Não deixaria de comentar que Satrapi era de uma família rica e “esclarecida”, intelectualizada e de “mente aberta”, como ela mesma descreve; o que quero dizer é além de todas as diferenças e auteridades, ocidente/oriente, relações de gênero, me pego analisando questões de classe, ainda que este conceito mereça um zilhão de críticas, ainda é algo que emerge em minha mente. Marjane era de uma burguesia esclarecida, estudou em um Liceu francês na Áustria, onde sofreu preconceitos por ser uma imigrante, viveu alguns meses na rua depois de uma frustração amorosa; mas ainda assim parecem mais aventuras de uma adolescente que pode depois de toda sua saga teenager voltar para casa e ter a proteção dos pais, que tentam manter sua liberdade sob o repressivo regime islâmico iraniano entre 80 e 90. E quando isso não é mais possível, patrocinam a ida de Marjane para a França, onde incrementou seus estudos de arte, vindo a se tornar ilustradora de publicações famigeradas como o The New Yorker e o The New York Times. A outra heroína-personagem da Costa do Marfim, Aya, é uma jovem que gostaria de ser médica mas o pai acha que estudo não é coisa para mulher; a amiga engravida sem confirmar quem é o pai e vai trabalhar vendendo doces no mercado; os conflitos de classe e gênero estão sempre presentes e concomitantes, evidentemente, pois o espaço central da estória é o “bairro operário” de Yopougon. Mas os conflitos de classe são representados em Persepólis em vários momentos, e de uma maneira bem sarcástica, inteligente e verdadeira, do ponto de vista de alguém que é crítica, aparentemente de “esquerda”, mas que nunca foi classe operária, ou nunca compartilhou desta identidade.
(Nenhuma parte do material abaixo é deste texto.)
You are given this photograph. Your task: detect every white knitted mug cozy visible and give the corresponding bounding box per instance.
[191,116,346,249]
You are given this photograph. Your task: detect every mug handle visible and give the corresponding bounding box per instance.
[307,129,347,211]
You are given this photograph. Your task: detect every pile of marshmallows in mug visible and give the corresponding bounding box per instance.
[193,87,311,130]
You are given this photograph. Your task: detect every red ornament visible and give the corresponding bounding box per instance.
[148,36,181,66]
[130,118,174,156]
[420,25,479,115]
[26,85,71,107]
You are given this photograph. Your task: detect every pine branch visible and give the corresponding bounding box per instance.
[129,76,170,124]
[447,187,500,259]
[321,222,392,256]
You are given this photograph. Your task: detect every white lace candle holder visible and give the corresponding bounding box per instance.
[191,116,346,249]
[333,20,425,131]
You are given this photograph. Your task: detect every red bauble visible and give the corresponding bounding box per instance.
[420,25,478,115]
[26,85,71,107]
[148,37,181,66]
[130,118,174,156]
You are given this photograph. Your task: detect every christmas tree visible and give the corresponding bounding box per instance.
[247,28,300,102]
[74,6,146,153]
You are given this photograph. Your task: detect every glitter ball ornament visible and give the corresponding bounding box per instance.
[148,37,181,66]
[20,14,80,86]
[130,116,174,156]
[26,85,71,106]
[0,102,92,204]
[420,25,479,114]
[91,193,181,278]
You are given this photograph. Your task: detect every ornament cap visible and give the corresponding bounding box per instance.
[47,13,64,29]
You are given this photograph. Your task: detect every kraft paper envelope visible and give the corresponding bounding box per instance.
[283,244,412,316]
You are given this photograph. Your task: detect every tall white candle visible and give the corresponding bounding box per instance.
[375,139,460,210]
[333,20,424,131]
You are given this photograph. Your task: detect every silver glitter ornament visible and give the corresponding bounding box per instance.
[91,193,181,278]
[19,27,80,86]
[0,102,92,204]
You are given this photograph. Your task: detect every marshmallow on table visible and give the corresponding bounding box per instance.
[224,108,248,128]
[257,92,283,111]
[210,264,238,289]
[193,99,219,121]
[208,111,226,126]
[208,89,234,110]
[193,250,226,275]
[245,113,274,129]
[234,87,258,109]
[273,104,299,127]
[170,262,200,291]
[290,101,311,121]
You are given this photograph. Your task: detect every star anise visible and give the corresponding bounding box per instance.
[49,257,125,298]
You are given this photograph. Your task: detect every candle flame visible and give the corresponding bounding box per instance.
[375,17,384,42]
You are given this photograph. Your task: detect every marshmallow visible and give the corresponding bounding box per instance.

Ressalto esta questão, mas isso, ainda que pareça, não é uma crítica a um ou a outro trabalho, apenas uma constatação para reflexões futuras.

Quanto às experiências de ser mulher num mundo que sempre de um jeito ou de outro, direta ou indiretamente, seja na África, no Oriente Médio, na Europa ou na América, acaba por restringir seus movimentos, Marjane e Abouet são magistrais em suas narrativas. Tinha acabado de ler dois volumes de Persépolis e queria conhecer mais HQs escritos e/ou ilustrados por mulheres — devido ao que Satrapi causou em mim –, mas isso é uma empreita realmente difícil. Estava quase frustrada na biblioteca do bairro (Peckham-Londres), onde se pode ver até que uma coleção de HQs considerável, quando encontrei Aya. Depois de ler os dois volumes de Abouet, vi por ai que ela se inspirou em Marjane Satapri para começar a escrever suas novelas . E eis mais uma ligação entre estas duas mulheres de HQ!

E se alguém tiver, continuo a procura de HQs escritos e/ou ilustrados por mulheres! Mas também valem as dicas de autorxs legais de qualquer gênero!